A Ribeira da Caniça destaca-se pelo seu curso encaixado e pela envolvente de afloramentos rochosos e vegetação ribeirinha, criando um ecossistema rico e dinâmico, marcado pela presença constante da água como elemento modelador da paisagem. Ao longo do seu percurso, o vale revela sucessivas formações graníticas que evidenciam a evolução geomorfológica da região.
Neste contexto surgem os Cornos do Diabo, designação popular atribuída a um conjunto de formações rochosas de perfil invulgar e expressivo, cuja morfologia acentuada alimentou o imaginário local ao longo de gerações. Estas estruturas naturais, moldadas pela erosão diferencial, constituem um dos elementos mais emblemáticos da paisagem envolvente.
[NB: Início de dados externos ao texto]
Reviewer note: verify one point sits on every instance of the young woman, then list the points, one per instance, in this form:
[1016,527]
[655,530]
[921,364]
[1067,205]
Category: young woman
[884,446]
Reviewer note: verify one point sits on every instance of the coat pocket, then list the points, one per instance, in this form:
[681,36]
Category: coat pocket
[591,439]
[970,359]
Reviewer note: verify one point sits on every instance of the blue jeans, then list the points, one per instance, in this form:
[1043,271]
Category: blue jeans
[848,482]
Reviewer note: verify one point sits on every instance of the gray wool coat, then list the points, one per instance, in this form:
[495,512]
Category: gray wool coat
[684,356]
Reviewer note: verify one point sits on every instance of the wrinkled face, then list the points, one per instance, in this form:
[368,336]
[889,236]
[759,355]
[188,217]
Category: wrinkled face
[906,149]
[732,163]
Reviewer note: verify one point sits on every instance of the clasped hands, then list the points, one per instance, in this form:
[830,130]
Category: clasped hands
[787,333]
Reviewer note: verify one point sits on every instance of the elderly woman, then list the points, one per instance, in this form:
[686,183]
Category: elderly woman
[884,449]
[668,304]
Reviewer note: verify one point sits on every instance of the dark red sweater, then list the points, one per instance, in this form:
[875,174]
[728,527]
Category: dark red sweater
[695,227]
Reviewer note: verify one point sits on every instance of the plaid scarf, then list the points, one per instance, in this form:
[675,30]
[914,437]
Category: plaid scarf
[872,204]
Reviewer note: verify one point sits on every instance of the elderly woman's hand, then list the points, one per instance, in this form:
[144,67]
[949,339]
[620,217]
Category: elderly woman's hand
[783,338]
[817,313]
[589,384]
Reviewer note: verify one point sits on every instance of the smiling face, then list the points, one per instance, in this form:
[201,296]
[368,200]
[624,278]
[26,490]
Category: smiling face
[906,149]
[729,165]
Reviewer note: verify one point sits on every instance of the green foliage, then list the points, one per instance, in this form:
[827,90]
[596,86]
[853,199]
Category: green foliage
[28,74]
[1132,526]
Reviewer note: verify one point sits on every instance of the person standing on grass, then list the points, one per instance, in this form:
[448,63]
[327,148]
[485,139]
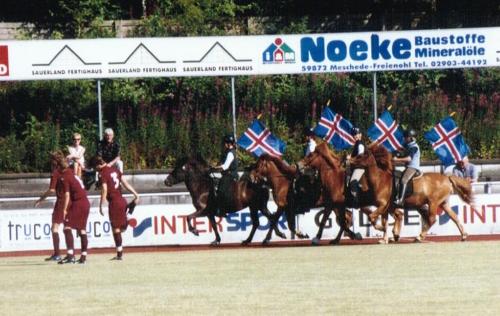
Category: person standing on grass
[55,186]
[76,211]
[76,155]
[109,150]
[111,179]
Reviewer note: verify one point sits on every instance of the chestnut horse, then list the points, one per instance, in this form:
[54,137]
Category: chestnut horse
[332,178]
[280,177]
[432,189]
[195,173]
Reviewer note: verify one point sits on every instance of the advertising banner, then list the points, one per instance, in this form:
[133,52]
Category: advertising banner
[156,225]
[249,55]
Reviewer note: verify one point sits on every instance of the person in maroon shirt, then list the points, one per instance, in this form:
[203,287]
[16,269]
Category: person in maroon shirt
[111,179]
[76,209]
[55,186]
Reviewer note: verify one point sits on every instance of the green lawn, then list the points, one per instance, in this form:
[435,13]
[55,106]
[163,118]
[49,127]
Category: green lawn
[407,279]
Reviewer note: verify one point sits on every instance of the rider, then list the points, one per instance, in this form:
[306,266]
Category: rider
[229,167]
[411,159]
[310,142]
[358,149]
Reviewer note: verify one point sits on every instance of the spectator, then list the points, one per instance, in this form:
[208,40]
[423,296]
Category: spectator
[466,170]
[109,150]
[76,155]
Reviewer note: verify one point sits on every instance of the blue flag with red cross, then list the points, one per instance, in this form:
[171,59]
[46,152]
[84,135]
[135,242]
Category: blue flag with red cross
[447,141]
[335,129]
[259,140]
[387,132]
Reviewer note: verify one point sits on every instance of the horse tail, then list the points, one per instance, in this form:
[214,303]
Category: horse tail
[463,188]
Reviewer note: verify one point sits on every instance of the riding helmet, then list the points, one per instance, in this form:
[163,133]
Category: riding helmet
[355,131]
[410,133]
[229,139]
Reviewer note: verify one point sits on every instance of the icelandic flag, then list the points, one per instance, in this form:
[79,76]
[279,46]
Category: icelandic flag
[258,140]
[335,129]
[386,131]
[447,141]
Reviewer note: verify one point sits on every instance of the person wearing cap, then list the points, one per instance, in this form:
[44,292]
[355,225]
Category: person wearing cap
[229,171]
[109,150]
[411,160]
[310,142]
[358,149]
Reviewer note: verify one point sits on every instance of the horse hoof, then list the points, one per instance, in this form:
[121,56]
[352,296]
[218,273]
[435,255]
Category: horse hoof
[300,235]
[281,235]
[334,242]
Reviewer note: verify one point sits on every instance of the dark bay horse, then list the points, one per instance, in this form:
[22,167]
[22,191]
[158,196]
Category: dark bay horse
[280,176]
[332,178]
[431,189]
[195,173]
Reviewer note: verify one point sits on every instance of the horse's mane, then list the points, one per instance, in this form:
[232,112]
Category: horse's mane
[382,157]
[280,164]
[332,159]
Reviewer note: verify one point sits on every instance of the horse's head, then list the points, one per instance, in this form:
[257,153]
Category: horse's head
[187,168]
[363,161]
[261,170]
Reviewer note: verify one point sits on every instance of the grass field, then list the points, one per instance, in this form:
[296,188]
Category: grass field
[449,278]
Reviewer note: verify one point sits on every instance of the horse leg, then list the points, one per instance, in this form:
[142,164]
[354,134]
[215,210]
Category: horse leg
[455,219]
[213,224]
[269,215]
[430,218]
[273,221]
[254,215]
[326,214]
[398,222]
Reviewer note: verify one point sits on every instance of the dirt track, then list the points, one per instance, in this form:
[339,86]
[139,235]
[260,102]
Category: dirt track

Já o Buraco do Sumo corresponde a uma cavidade natural inserida neste mesmo sistema rochoso, associada a processos de infiltração e circulação subterrânea de água, refletindo a complexidade geológica do local. A sua designação, profundamente enraizada na tradição oral, reforça a ligação entre o rigor da ciência geológica e a interpretação simbólica feita pelas populações.
Em conjunto, estes três elementos formam um espaço onde geologia, hidrologia e património imaterial se cruzam de forma harmoniosa, constituindo um cenário de elevado valor científico, ambiental e cultural.